Like any good problem-solver, Toni's mind immediately thought of a "gambiarra" (a makeshift solution). He needs to build a support base for his new hardware project. For the base to be stable, he needs to form a perfect triangle using pieces of this stick.

However, Toni is exhausted after a coding marathon. He decides to cut the stick at two distinct points, chosen completely at random. He only has energy for these two cuts.

Your mission is to calculate the chances of Toni's plan working, so he knows whether or not to give up and go grab a coffee.

Formally, we have a line segment of length $$$n$$$. The set of possible cut points consists of the internal integer coordinates $$$\{1, 2, \dots, n-1\}$$$.

Toni chooses two distinct cut points from this set, uniformly at random. This divides the original stick into three pieces with positive integer lengths $$$a$$$, $$$b$$$, and $$$c$$$ (such that $$$a+b+c = n$$$).

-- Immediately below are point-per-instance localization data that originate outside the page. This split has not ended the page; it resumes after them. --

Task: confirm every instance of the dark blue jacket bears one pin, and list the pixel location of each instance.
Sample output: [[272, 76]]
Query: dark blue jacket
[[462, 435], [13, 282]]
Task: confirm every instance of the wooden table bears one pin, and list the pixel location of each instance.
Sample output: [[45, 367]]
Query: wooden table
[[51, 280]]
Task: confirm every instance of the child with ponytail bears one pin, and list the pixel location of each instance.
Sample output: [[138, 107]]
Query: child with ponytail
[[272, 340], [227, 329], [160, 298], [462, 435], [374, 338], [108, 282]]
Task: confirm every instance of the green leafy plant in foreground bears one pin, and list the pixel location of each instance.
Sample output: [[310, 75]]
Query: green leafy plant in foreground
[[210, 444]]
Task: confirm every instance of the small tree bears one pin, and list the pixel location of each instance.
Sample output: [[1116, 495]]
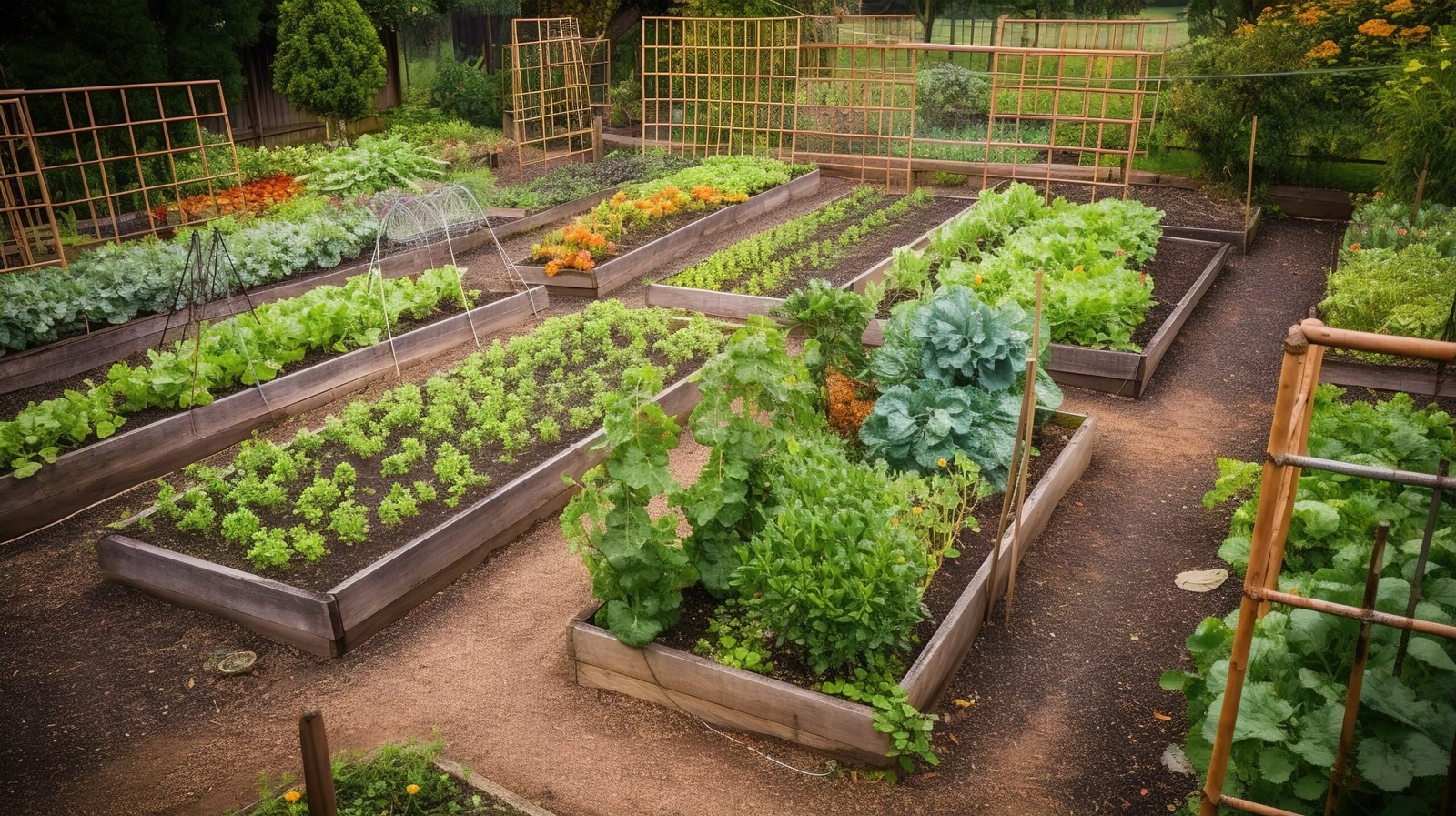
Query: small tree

What is the probability that these three resulting pieces ($$$a, b, c$$$) can form a non-degenerate triangle (i.e., a triangle with an area greater than zero)?

Since the answer can be an irreducible fraction $$$\frac{p}{q}$$$, you must print the value of $$$p \cdot q^{-1} \pmod{10^9 + 7}$$$, where $$$q^{-1}$$$ is the modular inverse of $$$q$$$ modulo $$$10^9 + 7$$$.